Wednesday, January 04, 2006

Chapter 54

April is usually a pretty good month for me.

I have always considered myself an April fool. Almost every year I have played April fool's jokes on my Mom. Every year she says she won't fall for it and every year I have found new and very creative ways to get her.

I have called on 12:05 A.M., I have called at 11:55 P.M.

I get her all the time.

I don't even mess with it this year. The thought of me calling and going with the obvious trick just doesn't sound like the best thing in the world to do this year. I call her instead and actually let her know that I am letting her off the hook.

I was hoping you weren't going to do that this year.

I love you Mom.

Keep it up Steve. We are so proud of you.

Now if I was my Mother I would have thrown in the "April Fools" after this comment just for a laugh. I know they are proud though. I know that it is there, just under the concern, every time I see them.

I can only imagine the worry that they are still going through.

I sit out on the porch and eat my very healthy breakfast and healthy shake and smoke my very unhealthy cigarette and come to the realization that I can't hide anymore. Everyone pretty much knows I am a drug addict and alcoholic. I know that all eyes will be on me for quite some time.

and that's perfectly ok with me.

I am going to be going back to work and I am not looking forward to it.
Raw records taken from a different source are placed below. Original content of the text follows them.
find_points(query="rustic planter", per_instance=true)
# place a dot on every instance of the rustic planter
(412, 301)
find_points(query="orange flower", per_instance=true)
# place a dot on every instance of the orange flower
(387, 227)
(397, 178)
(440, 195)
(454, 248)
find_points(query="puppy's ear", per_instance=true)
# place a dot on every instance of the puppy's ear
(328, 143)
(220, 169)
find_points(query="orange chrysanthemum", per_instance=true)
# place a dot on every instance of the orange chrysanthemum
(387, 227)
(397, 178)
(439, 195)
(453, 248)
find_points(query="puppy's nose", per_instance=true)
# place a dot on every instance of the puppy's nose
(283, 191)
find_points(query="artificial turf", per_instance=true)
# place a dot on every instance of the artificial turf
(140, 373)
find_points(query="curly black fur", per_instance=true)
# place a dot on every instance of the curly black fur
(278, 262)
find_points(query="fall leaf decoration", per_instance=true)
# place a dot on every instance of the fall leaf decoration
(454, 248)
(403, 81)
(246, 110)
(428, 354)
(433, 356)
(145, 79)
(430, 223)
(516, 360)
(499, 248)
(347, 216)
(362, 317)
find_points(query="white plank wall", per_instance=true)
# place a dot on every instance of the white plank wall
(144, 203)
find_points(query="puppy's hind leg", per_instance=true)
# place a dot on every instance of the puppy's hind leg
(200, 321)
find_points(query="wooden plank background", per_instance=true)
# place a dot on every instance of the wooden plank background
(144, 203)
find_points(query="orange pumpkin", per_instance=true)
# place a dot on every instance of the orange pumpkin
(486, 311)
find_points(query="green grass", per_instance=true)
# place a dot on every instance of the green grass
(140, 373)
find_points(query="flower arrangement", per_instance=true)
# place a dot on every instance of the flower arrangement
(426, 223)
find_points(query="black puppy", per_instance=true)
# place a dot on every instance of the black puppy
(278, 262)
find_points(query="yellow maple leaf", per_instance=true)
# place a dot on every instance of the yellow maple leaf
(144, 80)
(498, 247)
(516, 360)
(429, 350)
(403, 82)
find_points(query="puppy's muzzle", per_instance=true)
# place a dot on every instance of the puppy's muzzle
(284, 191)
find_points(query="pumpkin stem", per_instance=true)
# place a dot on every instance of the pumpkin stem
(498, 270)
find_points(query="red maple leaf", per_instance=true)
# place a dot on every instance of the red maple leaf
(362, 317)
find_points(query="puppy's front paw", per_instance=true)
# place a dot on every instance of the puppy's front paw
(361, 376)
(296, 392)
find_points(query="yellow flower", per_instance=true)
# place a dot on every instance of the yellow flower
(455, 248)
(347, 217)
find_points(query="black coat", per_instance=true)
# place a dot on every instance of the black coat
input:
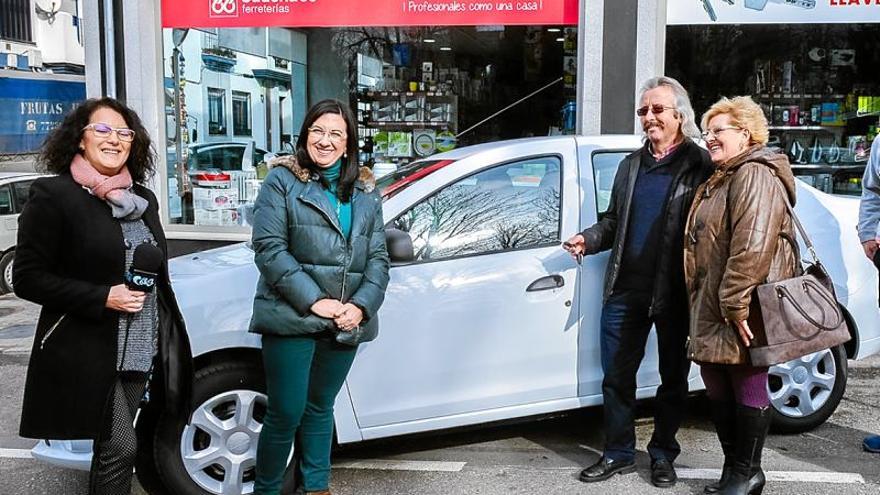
(70, 252)
(610, 231)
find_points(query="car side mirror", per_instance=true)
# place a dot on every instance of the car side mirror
(399, 245)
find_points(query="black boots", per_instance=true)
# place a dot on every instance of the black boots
(724, 419)
(746, 476)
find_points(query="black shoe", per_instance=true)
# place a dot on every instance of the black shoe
(605, 469)
(663, 473)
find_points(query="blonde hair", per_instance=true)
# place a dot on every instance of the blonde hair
(743, 113)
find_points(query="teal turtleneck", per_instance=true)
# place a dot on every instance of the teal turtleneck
(342, 210)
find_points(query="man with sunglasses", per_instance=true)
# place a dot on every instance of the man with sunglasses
(644, 281)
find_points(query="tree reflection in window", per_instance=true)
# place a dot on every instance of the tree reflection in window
(511, 206)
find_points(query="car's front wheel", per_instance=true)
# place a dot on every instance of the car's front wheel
(216, 451)
(806, 391)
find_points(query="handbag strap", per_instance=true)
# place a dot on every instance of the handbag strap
(797, 222)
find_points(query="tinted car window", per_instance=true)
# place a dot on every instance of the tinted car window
(219, 158)
(512, 206)
(5, 200)
(604, 169)
(21, 190)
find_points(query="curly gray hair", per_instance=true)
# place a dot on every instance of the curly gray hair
(682, 103)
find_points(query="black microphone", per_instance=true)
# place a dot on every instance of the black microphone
(145, 265)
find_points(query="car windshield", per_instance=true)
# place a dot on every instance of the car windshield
(223, 158)
(405, 176)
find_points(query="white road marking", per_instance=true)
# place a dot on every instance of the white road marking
(16, 454)
(402, 465)
(799, 476)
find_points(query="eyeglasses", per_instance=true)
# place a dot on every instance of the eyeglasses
(103, 130)
(714, 132)
(656, 109)
(318, 134)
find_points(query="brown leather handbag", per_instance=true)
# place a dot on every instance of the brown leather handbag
(797, 316)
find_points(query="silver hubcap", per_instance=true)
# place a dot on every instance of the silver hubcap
(802, 386)
(219, 446)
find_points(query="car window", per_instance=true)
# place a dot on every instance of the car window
(5, 200)
(219, 158)
(21, 189)
(604, 169)
(511, 206)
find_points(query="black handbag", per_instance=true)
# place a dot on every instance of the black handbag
(797, 316)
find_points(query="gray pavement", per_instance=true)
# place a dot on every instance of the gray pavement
(534, 456)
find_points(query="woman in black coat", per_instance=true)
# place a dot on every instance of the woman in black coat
(97, 343)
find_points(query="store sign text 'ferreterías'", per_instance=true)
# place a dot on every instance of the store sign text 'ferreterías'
(338, 13)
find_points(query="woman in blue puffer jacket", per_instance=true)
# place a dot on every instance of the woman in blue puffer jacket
(320, 247)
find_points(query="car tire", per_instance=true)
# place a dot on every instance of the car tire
(6, 271)
(221, 391)
(806, 391)
(146, 469)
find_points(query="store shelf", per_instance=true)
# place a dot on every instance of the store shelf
(858, 115)
(408, 124)
(798, 96)
(827, 168)
(386, 94)
(804, 127)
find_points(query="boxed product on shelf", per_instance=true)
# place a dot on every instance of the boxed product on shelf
(207, 198)
(223, 218)
(386, 110)
(400, 144)
(412, 108)
(831, 114)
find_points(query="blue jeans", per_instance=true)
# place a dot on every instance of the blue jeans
(625, 326)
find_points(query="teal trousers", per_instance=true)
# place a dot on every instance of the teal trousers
(303, 377)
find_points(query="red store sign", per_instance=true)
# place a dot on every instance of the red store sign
(340, 13)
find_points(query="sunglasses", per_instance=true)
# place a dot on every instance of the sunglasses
(718, 130)
(656, 109)
(334, 136)
(103, 130)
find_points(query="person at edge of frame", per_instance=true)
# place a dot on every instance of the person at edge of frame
(869, 217)
(99, 344)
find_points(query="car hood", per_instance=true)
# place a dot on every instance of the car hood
(210, 263)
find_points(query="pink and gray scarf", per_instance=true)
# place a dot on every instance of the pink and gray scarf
(114, 190)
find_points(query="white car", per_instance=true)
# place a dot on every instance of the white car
(486, 318)
(14, 187)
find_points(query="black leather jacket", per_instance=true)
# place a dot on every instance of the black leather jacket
(610, 231)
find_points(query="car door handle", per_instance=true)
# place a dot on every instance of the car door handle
(546, 283)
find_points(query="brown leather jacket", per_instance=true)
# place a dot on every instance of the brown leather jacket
(738, 235)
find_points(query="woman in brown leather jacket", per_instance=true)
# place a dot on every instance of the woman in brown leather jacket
(737, 237)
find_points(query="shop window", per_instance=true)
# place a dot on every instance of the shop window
(605, 166)
(15, 23)
(508, 207)
(241, 113)
(216, 111)
(817, 85)
(416, 92)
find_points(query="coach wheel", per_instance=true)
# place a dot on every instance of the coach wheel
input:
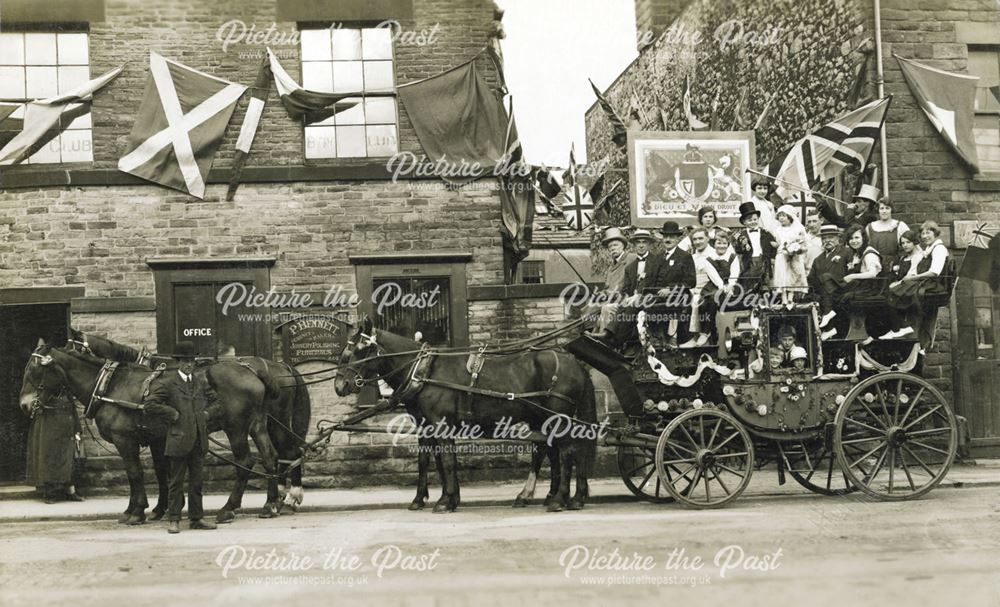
(895, 436)
(637, 466)
(813, 464)
(704, 458)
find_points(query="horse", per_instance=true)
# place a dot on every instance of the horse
(554, 388)
(286, 402)
(238, 412)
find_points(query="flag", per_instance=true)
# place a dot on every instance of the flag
(824, 153)
(458, 120)
(982, 257)
(948, 101)
(314, 106)
(693, 123)
(517, 202)
(251, 120)
(180, 124)
(618, 129)
(42, 115)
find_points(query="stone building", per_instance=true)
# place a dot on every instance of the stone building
(86, 245)
(806, 56)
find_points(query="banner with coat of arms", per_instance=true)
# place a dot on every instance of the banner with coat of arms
(672, 174)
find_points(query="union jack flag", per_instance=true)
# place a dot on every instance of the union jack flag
(824, 153)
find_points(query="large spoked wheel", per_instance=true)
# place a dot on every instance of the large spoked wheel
(704, 458)
(895, 436)
(814, 465)
(637, 466)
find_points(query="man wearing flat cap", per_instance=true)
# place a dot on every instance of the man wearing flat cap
(187, 436)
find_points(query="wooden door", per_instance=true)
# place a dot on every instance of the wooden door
(977, 363)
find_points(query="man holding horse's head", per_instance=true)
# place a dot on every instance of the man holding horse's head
(187, 437)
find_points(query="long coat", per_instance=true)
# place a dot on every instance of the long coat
(51, 444)
(189, 430)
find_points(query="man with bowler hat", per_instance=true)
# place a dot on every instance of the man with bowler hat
(187, 436)
(756, 248)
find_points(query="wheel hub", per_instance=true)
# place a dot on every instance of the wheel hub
(896, 436)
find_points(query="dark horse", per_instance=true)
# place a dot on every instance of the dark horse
(557, 386)
(238, 411)
(286, 404)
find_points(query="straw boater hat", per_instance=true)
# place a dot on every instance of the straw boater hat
(829, 230)
(613, 234)
(642, 234)
(671, 228)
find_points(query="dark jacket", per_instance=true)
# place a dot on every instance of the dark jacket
(189, 430)
(677, 271)
(833, 264)
(632, 283)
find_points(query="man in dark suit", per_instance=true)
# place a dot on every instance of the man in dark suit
(756, 248)
(826, 277)
(187, 436)
(670, 277)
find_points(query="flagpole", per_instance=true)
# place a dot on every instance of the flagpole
(797, 187)
(881, 93)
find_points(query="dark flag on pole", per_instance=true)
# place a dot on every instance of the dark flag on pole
(618, 129)
(982, 258)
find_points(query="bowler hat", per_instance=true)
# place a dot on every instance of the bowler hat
(642, 234)
(185, 350)
(746, 209)
(671, 228)
(613, 234)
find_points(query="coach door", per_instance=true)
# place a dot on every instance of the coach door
(977, 356)
(21, 326)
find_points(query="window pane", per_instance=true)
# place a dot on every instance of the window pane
(346, 44)
(76, 146)
(355, 115)
(347, 77)
(72, 76)
(378, 76)
(12, 82)
(382, 140)
(380, 110)
(72, 49)
(321, 142)
(48, 153)
(78, 116)
(317, 76)
(40, 49)
(351, 141)
(315, 45)
(11, 49)
(377, 43)
(41, 82)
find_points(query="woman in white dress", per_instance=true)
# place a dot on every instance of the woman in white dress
(789, 262)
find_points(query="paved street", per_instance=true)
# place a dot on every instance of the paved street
(772, 550)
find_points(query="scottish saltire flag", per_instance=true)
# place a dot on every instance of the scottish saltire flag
(180, 124)
(824, 153)
(982, 257)
(41, 117)
(948, 101)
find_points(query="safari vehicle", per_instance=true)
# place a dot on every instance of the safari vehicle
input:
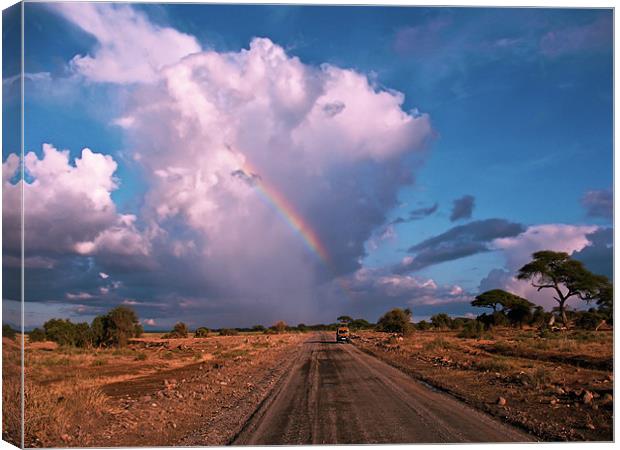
(342, 334)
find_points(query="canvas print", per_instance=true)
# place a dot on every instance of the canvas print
(301, 224)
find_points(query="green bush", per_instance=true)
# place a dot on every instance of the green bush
(201, 332)
(36, 335)
(441, 321)
(179, 331)
(8, 332)
(589, 320)
(423, 325)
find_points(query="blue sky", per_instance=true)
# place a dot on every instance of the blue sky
(520, 105)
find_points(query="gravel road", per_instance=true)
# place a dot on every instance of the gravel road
(336, 394)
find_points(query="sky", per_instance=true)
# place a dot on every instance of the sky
(232, 165)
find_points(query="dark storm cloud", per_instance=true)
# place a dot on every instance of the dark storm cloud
(416, 214)
(599, 203)
(459, 242)
(599, 256)
(462, 208)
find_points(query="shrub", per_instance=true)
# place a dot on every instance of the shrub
(395, 321)
(61, 331)
(441, 321)
(472, 330)
(360, 324)
(36, 335)
(439, 343)
(423, 325)
(201, 332)
(179, 331)
(119, 325)
(8, 332)
(280, 326)
(228, 332)
(589, 320)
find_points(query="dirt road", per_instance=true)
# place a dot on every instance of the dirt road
(335, 394)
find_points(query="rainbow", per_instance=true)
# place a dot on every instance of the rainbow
(286, 210)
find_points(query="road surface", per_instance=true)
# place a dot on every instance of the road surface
(336, 394)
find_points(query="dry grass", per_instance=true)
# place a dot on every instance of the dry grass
(66, 401)
(11, 391)
(543, 377)
(52, 412)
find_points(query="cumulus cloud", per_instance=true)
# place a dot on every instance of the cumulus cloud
(599, 203)
(66, 205)
(462, 208)
(374, 290)
(587, 243)
(265, 137)
(459, 242)
(130, 49)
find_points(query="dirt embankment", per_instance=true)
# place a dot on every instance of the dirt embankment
(542, 385)
(177, 392)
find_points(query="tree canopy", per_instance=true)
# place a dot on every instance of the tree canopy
(499, 297)
(395, 321)
(567, 277)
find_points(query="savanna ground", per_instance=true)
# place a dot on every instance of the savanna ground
(175, 391)
(558, 387)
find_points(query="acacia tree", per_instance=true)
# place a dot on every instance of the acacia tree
(567, 277)
(515, 308)
(396, 321)
(497, 297)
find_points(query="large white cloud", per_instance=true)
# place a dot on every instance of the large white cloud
(130, 48)
(518, 252)
(226, 136)
(235, 148)
(68, 208)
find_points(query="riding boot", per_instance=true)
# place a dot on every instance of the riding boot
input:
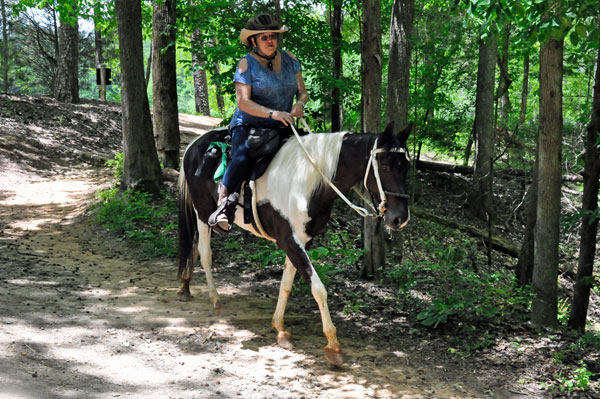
(222, 218)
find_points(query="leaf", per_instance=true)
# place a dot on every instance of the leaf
(581, 30)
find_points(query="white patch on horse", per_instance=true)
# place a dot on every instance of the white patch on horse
(291, 179)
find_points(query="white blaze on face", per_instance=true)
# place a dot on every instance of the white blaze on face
(291, 179)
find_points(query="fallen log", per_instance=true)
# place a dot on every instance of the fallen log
(506, 173)
(498, 243)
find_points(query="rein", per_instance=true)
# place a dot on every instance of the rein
(372, 163)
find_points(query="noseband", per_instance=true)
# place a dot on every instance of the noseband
(372, 163)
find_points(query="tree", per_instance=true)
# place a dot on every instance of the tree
(164, 83)
(66, 83)
(371, 56)
(141, 169)
(200, 80)
(481, 195)
(544, 307)
(589, 223)
(401, 26)
(336, 53)
(4, 47)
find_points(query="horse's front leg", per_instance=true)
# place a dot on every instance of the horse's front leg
(297, 254)
(206, 260)
(284, 338)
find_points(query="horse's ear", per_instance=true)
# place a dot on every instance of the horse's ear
(389, 129)
(387, 137)
(403, 135)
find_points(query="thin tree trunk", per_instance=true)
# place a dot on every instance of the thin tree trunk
(141, 169)
(200, 80)
(4, 48)
(480, 196)
(336, 94)
(66, 84)
(373, 241)
(401, 27)
(217, 82)
(589, 223)
(148, 73)
(164, 83)
(525, 90)
(545, 267)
I have a lot of history in many ways there. People will always see me as the party guy. No matter what that will always be with them.

The guy that got loaded at company functions.

I just don't want to be that guy any longer.

I have a feeling that it will be a weird transition but I know, just like everything else, I just have to face it and deal with it.

I have been having more and more using dreams. They suck. Every time it is the same thing. I wake up and I am sweating and I feel like I am waking up from a hangover. I can't tell if I drank or drugged the night before. It is terrifying.

I talk to Jeff about it and he tells me that it is pretty normal for people in recovery to have these dreams for quite some time.

Super.

I don't sleep very well at all. These first months out of rehab have been very challenging. I have actually gotten to the point where I go to the gym at all hours. I go at 2 A.M. I go at 4 A.M. I jog 5 or 6 miles at 4 A.M. just to get out of my own head for a while. There is just such an uncomfortableness about waking up and staring at the ceiling for an hour and having your body tell you that a drink would put you right to sleep. My mind is still trying to kill me.

It hasn't given up the fight that easily.

24 hour fitness is a very interesting place at four in the morning. I was completely shocked to actually find other people in the gym. I want to run up to them and ask them if they are having drug dreams also but for some reason I feel like this isn't such a smart thing to do.

The treadmill and my headphones.

My mind can slow down as my body works through it all.

In the 2 months since I went to rehab I have lost close to twenty pounds. I have been working out everyday. Most days I am in the gym more than once. It is a safe place for me and it is open 24 hours a day. If they had meetings at 4 A.M. I would be there.

Some days my workouts are short. An hour run and I am done. Some days it is an hour run, 45 minutes on the stair machine and then at least an hour lifting weights. Each minute I spend in the gym is a minute I don't have to worry about using drugs or drinking.

I feel like I broke myself down and now I am slowly rebuilding. I am taking back what drugs and alcohol took from me.

My mind.

My body.

My soul.

I am slowly becoming a new man. As I stand in front of one of the million vanity mirrors they have inside 24 hour fitness I look at my own reflection.

I look different. I look alive and not so tired. My eyes have life.

As I curl the weight to my shoulders that man in the mirror smiles ever so slightly back at me.


******************************************

My first day back at work.

I walk in the door and am greeted by the security guard. My security badge isn't working so they have to call one of my bosses to let me in.

Walking towards my desk the building seems so big to me right now. I really don't want to be here. I am scared. Really scared. What if these thousand people see me fail. What if I don't stay sober.

What if.

I have to gain some composure before I see everyone. Eyes again are on me as I walk to my desk. My group is a smaller group within the building. It is a good group of people that I really enjoy working with.

They welcome me back with open arms.

I don't really know how to act. I am pretty quiet and just let people know that it is good to be back. Some people want to know what I have been doing and what I have been going through. Others just tell me that I look good and they are happy I am back. I just want to stand on my desk and tell all of them that I have changed. That old guy that they knew wasn't coming back.

My own experience has taught me that talk is really cheap. I just hope that I can start living this new life that is building inside of me. I hope that people can just see that I have changed.

There has been quite a few changes since I've been gone. People aren't too happy about some of the changes but I could care less.

Change is my new middle name.

1 Comments:

Anonymous Anonymous said...

Wow, Steve. This is really great writing. I've been devoted to reading your new posts here since about Chapter 30.

I'd love to hear more in your writing about how you dealt with your self-loathing. Did it just go away? It sounds like you don't hate yourself anymore, but was there a moment where that changed?

I sincerely hope you get this published. It's fabulous!